Estudos preliminares em lama de resíduos da mineradora Samarco mostram baixas concentrações de substâncias tóxicas, mas também de nutrientes. Estes são os primeiros resultados publicados por especialistas da Faculdade de Ciências Farmacêuticas de Ribeirão Preto (FCFRP) da USP e da Universidade Federal do ABC (UFABC) sobre pesquisas que realizam com solo e lama do subdistrito de Bento Rodrigues, no município mineiro de Mariana (MG). Os resultados indicam que é possível o uso da terra afetada pelo desastre para agricultura e reflorestamento, desde que seja feita a correção do solo.
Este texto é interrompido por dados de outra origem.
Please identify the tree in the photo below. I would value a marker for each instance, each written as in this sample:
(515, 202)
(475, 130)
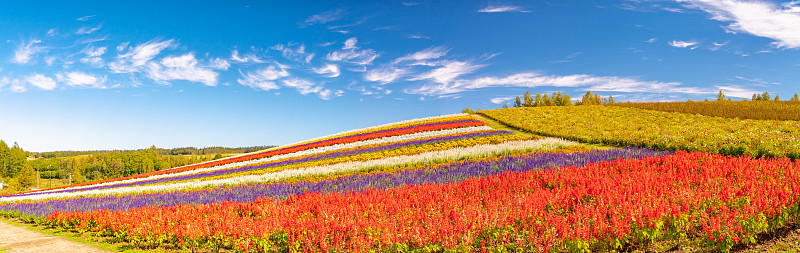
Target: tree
(547, 101)
(527, 99)
(26, 178)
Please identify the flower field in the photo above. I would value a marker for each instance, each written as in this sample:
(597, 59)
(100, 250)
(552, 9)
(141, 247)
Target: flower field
(453, 184)
(621, 126)
(764, 110)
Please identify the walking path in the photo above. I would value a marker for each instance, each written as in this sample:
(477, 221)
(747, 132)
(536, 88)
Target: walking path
(18, 239)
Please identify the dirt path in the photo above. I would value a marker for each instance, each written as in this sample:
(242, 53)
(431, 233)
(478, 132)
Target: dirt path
(18, 239)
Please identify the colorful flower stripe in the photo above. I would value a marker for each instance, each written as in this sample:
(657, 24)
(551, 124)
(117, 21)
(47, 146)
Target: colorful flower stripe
(300, 162)
(602, 207)
(451, 172)
(422, 158)
(290, 149)
(302, 154)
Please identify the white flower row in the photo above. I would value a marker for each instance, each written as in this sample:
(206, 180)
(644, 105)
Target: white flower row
(433, 156)
(389, 139)
(335, 135)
A equipe, liderada pelo professor Bruno Lemos Batista do Centro de Ciências Naturais e Humanas da UFABC, esteve em Bento Rodrigues logo após o desastre de novembro de 2015, quando houve o rompimento da barragem do Fundão, e coletou amostras de solos, não atingidos pela lama, e de lama, vinda da barragem. Logo nas primeiras análises comparativas, para medir níveis de metais na lama, verificaram que ela era mais pobre que o solo natural da região, tanto em elementos tóxicos quanto em essenciais.

Essas informações agora foram confirmadas por testes com o cultivo de arroz. Como se trata de um alimento básico para o consumo humano, conhecido pelo acúmulo de substâncias tóxicas, os pesquisadores decidiram plantar arroz nas amostras de lama.

O professor afirma que o arroz pode acumular arsênio (As), chumbo (Pb), cádmio (Cd) e mercúrio (Hg). Sabendo que o desastre espalhou cerca de 50 milhões de metros cúbicos de resíduos de mineração de ferro no ambiente, incluindo rios e áreas agrícolas, “essa foi uma forma de verificar se a lama poderia contaminar os grãos”, argumenta Batista.